Mwanawasa’s recognition of Kaunda as ‘Father of the Nation’ was also a rehabilitation of the stature of the founding president after the horrible treatment that he suffered at the hands of the Fredrick Chiluba-led MMD administration over the course of the 1991-2001 period. For instance, following his removal from office in 1991, Kaunda was stripped of his Zambian citizenship before the government tried to have him deported to Malawi, from where his parents originated. When this plan failed, the MMD, fearful of defeat, introduced a constitutional clause that required a presidential candidate to have both parents born in Zambia, effectively excluding Kaunda from running in the 1996 elections and prompting the main opposition party, UNIP, to boycott the polls.

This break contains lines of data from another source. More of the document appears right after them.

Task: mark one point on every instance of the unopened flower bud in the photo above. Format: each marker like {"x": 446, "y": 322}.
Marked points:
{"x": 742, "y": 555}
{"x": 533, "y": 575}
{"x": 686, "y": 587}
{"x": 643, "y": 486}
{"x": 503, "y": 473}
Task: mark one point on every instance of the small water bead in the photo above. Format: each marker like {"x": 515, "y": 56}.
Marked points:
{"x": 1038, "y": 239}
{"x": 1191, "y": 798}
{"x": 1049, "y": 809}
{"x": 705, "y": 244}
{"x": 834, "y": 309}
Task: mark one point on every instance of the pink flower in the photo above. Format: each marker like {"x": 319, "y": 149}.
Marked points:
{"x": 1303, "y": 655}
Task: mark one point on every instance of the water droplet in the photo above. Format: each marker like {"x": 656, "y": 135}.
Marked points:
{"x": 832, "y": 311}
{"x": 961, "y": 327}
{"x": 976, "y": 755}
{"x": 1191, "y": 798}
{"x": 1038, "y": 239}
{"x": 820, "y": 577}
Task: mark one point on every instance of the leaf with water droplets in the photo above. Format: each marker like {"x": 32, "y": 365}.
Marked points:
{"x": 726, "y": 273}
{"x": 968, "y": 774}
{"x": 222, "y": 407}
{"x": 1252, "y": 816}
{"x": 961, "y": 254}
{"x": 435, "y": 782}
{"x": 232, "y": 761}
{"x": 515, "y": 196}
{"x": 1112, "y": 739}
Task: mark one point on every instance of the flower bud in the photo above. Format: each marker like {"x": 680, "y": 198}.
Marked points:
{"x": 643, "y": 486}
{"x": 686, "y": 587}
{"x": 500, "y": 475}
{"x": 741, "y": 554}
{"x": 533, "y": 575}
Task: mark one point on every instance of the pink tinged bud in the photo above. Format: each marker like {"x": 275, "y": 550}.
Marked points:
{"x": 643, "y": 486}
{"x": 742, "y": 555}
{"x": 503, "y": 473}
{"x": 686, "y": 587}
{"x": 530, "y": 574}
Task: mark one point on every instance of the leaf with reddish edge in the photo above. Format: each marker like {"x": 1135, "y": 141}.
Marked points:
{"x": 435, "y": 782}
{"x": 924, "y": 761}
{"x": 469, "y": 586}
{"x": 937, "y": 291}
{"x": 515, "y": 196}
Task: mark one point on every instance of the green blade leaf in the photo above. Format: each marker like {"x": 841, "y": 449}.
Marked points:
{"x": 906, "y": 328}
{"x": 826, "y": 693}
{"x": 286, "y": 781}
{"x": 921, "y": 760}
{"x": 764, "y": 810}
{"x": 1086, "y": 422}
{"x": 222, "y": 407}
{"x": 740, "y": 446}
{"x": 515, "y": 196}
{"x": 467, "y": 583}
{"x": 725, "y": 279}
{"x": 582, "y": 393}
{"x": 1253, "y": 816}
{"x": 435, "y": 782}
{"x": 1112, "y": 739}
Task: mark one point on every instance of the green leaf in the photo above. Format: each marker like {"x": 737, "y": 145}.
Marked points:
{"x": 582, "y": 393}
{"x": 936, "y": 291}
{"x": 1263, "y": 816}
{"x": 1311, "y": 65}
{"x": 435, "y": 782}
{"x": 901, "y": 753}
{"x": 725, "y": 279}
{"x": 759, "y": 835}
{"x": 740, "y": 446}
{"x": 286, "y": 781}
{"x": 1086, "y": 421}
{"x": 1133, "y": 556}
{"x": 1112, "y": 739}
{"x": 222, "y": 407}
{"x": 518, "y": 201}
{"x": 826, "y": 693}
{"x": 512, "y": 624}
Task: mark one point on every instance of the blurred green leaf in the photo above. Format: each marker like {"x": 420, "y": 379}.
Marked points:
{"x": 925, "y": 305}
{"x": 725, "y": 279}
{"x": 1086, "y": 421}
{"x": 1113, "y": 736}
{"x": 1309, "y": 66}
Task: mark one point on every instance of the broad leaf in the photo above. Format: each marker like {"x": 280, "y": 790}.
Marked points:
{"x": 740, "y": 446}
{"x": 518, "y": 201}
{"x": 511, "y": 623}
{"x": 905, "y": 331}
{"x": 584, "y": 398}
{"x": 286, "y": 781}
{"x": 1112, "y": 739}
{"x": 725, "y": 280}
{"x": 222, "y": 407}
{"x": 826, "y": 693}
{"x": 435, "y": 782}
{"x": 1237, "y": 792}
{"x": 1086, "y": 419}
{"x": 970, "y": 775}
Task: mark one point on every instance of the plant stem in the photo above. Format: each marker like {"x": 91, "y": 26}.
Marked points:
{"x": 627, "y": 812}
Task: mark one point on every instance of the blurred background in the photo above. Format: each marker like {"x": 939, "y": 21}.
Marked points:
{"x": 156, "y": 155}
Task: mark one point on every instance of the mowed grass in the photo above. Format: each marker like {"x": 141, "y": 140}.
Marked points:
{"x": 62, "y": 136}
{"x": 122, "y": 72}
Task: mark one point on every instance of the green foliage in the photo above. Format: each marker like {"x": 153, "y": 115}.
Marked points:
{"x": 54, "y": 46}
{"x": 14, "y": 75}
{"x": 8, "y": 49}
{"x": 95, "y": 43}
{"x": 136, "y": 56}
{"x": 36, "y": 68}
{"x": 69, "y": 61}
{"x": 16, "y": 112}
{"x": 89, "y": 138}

Kaunda also survived an assassination attempt on 23 August 1997 when police opened fire on a mass rally he was addressing as head of an 11-opposition party alliance, nearly killing him. (Another opposition leader, Rodger Chongwe, needed emergency surgery after the same bullet that wounded Kaunda hit him.) A few months later, Kaunda was arrested, alongside 80 others, and charged with treason in connection with a failed coup attempt against Chiluba in October 1997. After spending months in Mukobeko Maximum Security Prison, the state dropped the treason charge against him on 1 June 1998 when trial was due to start.

What is deeply problematic about the notion of ‘Father of the Nation’ is that it reinforces patriarchal tendencies by overlooking the fundamental role of women in the liberation struggle and the creation of Zambia. In other words, the struggle for independence was not fought by men alone. In fact, no historic struggle has ever been fought and won by men only.

This begs the question: if Kenneth Kaunda is the ‘Father of the Nation’, who is Zambia’s ‘Mother of the Nation’? After all, to have a father, there must be a mother, no?